Saghieh, who is also the director of advocacy NGO Legal Agenda, was subsequently summoned and heard by the BBA council, which threatened to disbar him. He has continued to speak with the media.
Saghiyeh was not immediately available to comment on the Court's decision.
A second appeal was also presented on March 29 by a group of lawyers including Wassef Harakeh, Jad Tohmeh, Diala Shehadeh and Ali Abbas.
Gaspard is expected to hold a press conference at 4 p.m. to comment on the rejection of the appeals, according to the state-run National News Agency.
The justice system has flouted lawyers
Contacted by L'Orient-Le Jour, Abbas said he "respects the decision of the Court of Appeal." He said he did not rule out the possibility of bringing an appeal against the actions of the judges who issued the ruling, "if it turns out that they have violated the constitutional principles of freedom of expression."
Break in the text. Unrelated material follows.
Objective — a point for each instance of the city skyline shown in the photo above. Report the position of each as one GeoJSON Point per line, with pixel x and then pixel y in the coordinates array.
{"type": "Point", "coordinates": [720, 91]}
"We believe that the current president of the Bar will not use the power that the Court of Appeal has given him to muzzle our voices in national affairs," said Abbas.
"But we will not remain silent in the face of possible measures by future presidents of the Bar who may try to prevent us from defending people in the cases of corruption, the return of public funds, and the case of the double explosion at the port of Beirut," he added.
In an interview with L'Orient-Le Jour, Jad Tohmeh said "the country is heading towards the muzzling of voices."
"The judiciary has flouted the lawyers by rejecting the appeals," said Tohmeh.
"The need to obtain a prior permit from the President of the Bar may also be applied to journalists who wish to work on legal issues," he continued.